West Linn robotics team promotes curiosity with STEAM Camp
It might not have been Landon Lee's idea to attend a recent STEAM camp — his mom signed him up — but he said he was having a great time.
"I've liked every (activity) so far - it is all really fun," Lee said.
On Wednesday, Feb. 2, about 40 elementary students attended a science, technology, engineering, art and math (STEAM) camp hosted by 2B Determined, West Linn High School's amateur robotics team. In the introductory camp, the high schoolers served as mentors for the elementary students — guiding the children in various activities.
Alongside a stuffed monkey that was tucked snugly into his zip-up jacket, Lee constructed a miniature elephant out of wood pieces that were shorn from the high school's cutter machine. The machine uses lasers to create objects from preselected designs, and a small group of elementary students watched in anticipation as the laser sliced through the thin wood.
Beside Lee, fourth grader Olivia Orth was hard at work adding stickers to her box. She said making the elephants was her favorite bit and planned on using her box to store earrings or granola bars.
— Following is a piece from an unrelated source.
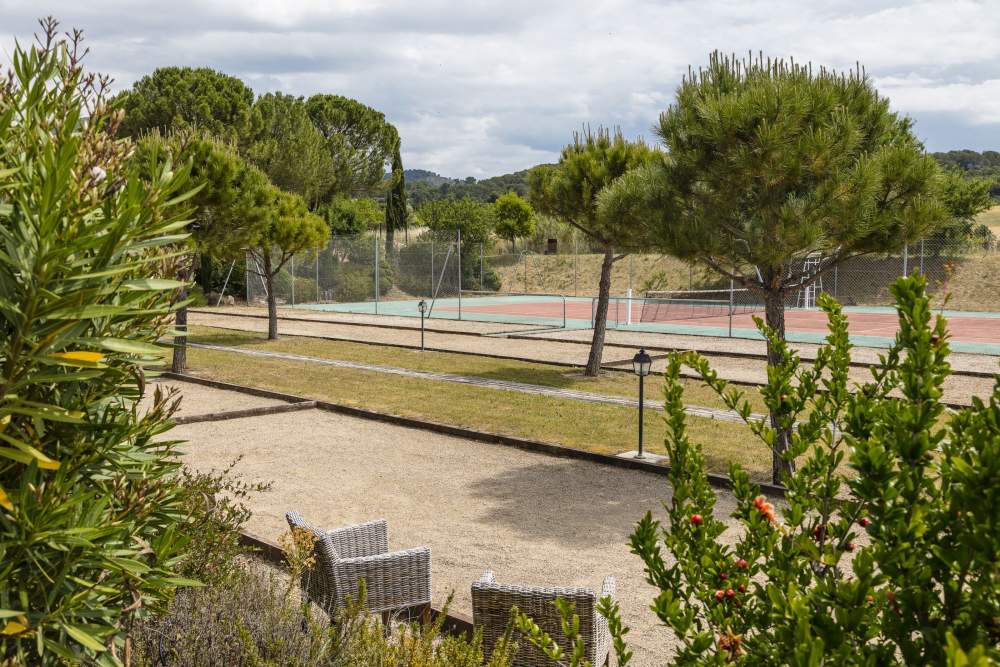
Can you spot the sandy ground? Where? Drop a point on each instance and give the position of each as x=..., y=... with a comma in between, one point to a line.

While planning the camp, the robotics team added elements of art and crafts into some of the activities to show that STEAM has many opportunities for people to get creative.
"I think the camp is a cool way for kids to be introduced to (STEAM), and pique their interest," Sabrina Zhang, a ninth-grade team member said.
During the camp, the elementary students were divided into groups and participated in four activities that expanded their knowledge on elements that went into designing and constructing a robot.
Olivia McDonald, a junior on the mechanics team helped guide a group of students in designing a mini-course for an ozobot, a miniature coding robot, to follow.
Using a pre-existing template, the students picked colored squares to draw on a piece of paper. The colors signaled the miniature robot to do certain things as it maneuvered across the pathway. For instance, the color red alerted the mini robot to stop, while blue meant spin.
"This has been my favorite activity so far," said Elise Morlan, a fourth grader at Trillium Creek Primary School. "I like watching the robot moving and spinning around really fast."
Research supported by the National Science Foundation found that introducing children to STEM at a young age promotes a richer learning experience as they grow, specifically in areas related to problem-solving, communication and critical thinking.
"I joined (the camp) because I wanted to learn more about robots and I think engineering is cool," said Valerie Nugent, a fifth grader at Cedaroak Park Primary School.
Other activities included learning how to create light with LED electrons and experimenting with cubelet squares, which introduced students to constructing a robot's behavior. But learning how to drive a robot was a favorite amongst the younger students.
The robotics team will host other camps for younger students this spring and summer.